Doom è stato il primo sparatutto in prima persona (fps, first person shooter) a imporsi all’attenzione del pubblico al di fuori degli appassionati di videogiochi e definendo il genere agli inizi degli anni '90 ha dato il via, per imitazione o per concorrenza, a tutti gli fps successivi.
Il gioco venne sviluppato nel 1993 dalla id Software, una piccola di casa di produzione fondata da John Romero, John Carmack e Tom Hall. Negli anni successivi la id ha prodotto, oltre ai seguiti di Doom (Doom 2: Hell on Earth e Final Doom), altri sparatutto di successo quali i vari Quake e Rage.
Nel 2004 sono usciti con Doom 3, reboot della serie, che allontanandosi dalle ormai classiche dinamiche degli sparatutto prendeva un tono da survival horror, con bui corridoi dove stavano in agguato i mostri.
Nel maggio 2016 è stato pubblicato Doom, che ripropone la serie su nuove basi più fedeli allo spirito originale del gioco. La id è stata acquisita dalla Zenimax (proprietaria di The Elder Scrolls, Fallout, Dishonored) nel 2009 e ormai quasi nessuno dei membri originali è presente: tutto il mondo videoludico è quindi stato col fiato sospeso aspettando di vedere che orientamento i nuovi sviluppatori avrebbero dato a questo sacro franchise. In effetti quello che era trapelato in fase di produzione non era incoraggiante: il nuovo Doom sembrava essere un clone di Call of Duty, ma con un multiplayer molto più noioso.

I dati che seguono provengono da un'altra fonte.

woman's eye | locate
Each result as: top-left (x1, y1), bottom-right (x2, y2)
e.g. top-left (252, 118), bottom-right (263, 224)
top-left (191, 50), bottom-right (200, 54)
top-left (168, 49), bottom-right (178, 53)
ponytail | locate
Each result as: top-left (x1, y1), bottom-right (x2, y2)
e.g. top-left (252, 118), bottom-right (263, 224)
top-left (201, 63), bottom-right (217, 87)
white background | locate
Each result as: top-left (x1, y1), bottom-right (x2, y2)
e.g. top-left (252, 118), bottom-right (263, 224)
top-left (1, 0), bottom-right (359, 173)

Il risultato è stato invece sorprendente, tanto che il gioco ha ricevuto 18 nomination e ha vinto i premi Best Music/Sound Design e Best Action Game ai Game Awards 2016 e il premio Best Surprise della rivista online Giant Bomb.
L'elemento più interessante del gioco è la sua dinamicità. Si è in continuo movimento, e lo sono anche i nemici, che saltano, corrono, si arrampicano in modo da raggiungere il giocatore. Stare fermi anche un solo istante in questo gioco implica la morte. Non si deve però pensare che sia un correre in cerchio a casaccio. Ogni nemico ha precise caratteristiche: c'è quello che vola, quello lento ma più difficile da uccidere e che fa da ostacolo, quello che richiama altri nemici e così via. La loro combinazione richiede al giocatore di scegliere una precisa strategia nei propri spostamenti, e nelle battaglie da ingaggiare. Non ci sono protezioni dietro le quali proteggersi e sparare, non c'è un sistema di recupero della salute: ci si deve buttare nella mischia e cercare di sopravvivere.
L'istinto è lo strumento migliore per mettere insieme strategia e dinamicità, e la lunga campagna single player aiuta il giocatore a conoscere i vari nemici e le potenzialità delle proprie armi, tanto da rendere spontaneo e fluido il comportamento sul campo di battaglia.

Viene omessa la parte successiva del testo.